Bashir urged to surrender to court

Jan 12, 2009

KHARTOUM - An influential opposition leader yesterday called on Sudan’s president to hand himself over to the International Criminal Court, saying he should take responsibility for war crimes in Darfur.

KHARTOUM - An influential opposition leader yesterday called on Sudan’s president to hand himself over to the International Criminal Court, saying he should take responsibility for war crimes in Darfur.

The call from Islamist leader Hassan al-Turabi was the first significant show of dissent from within Sudan’s political system over possible war crimes charges against President Omar Hassan al-Bashir. Politicians have previously been united in opposing them.

The global court’s chief prosecutor asked judges in July to issue an arrest warrant against Bashir, accusing him of genocide and other war crimes. The judges are expected to decide within weeks whether Bashir has a case to answer.

Turabi told reporters Bashir should surrender himself to save Sudan from sanctions and political turmoil that would follow if carried on ruling as a wanted man.
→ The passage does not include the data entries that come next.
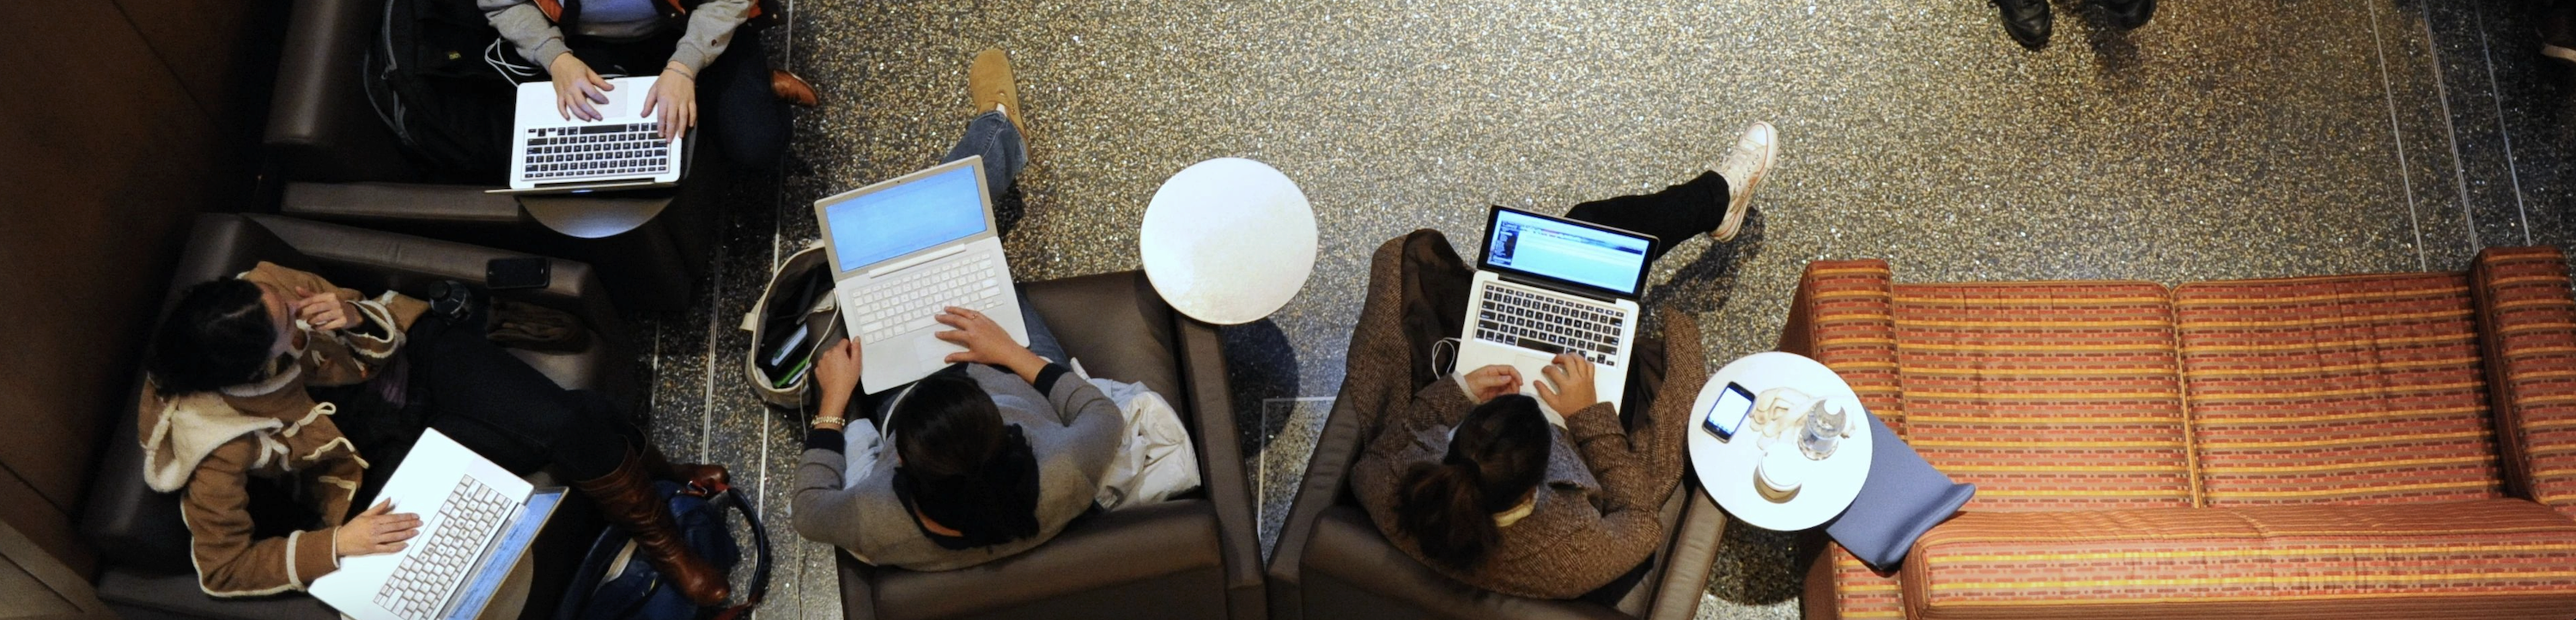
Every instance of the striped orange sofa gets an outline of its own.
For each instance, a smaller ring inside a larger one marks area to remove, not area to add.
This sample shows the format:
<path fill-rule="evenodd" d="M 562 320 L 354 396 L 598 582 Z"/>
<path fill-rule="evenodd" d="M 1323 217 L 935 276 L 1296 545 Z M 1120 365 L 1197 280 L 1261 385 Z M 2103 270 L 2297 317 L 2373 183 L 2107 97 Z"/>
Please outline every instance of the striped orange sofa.
<path fill-rule="evenodd" d="M 1811 620 L 2576 618 L 2556 249 L 2171 289 L 1817 262 L 1780 348 L 1978 487 L 1902 567 L 1830 549 Z"/>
“There is no judicial justice in this country... As far as we are concerned, there is no access to justice except through the international court,” Turabi said in the Khartoum headquarters of his opposition Popular Congress Party.

“It is up to the government to hand him over or for him personally to go for the sake of his country, to protect his country against any further sanctions against the government.”

Turabi, once close to al-Qaeda leader Osama bin Laden, has been a central figure for decades and repeatedly detained and imprisoned. He was the spiritual mentor behind Bashir’s government when it took power in a 1989 coup, but the men later fell out.
Turabi said Sudan’s many insurgent groups would step up attacks and destabilise the country if Bashir stayed in power without clearing his name.

Bashir and leading members of his dominant National Congress Party have repeatedly said they will not deal with the global court, dismissing it as part of a Western conspiracy.

Most Sudanese opposition parties publicly rallied round Bashir after the ICC’s chief prosecutor, Luis Moreno-Ocampo, accused the president of orchestrating genocide and other crimes in Darfur.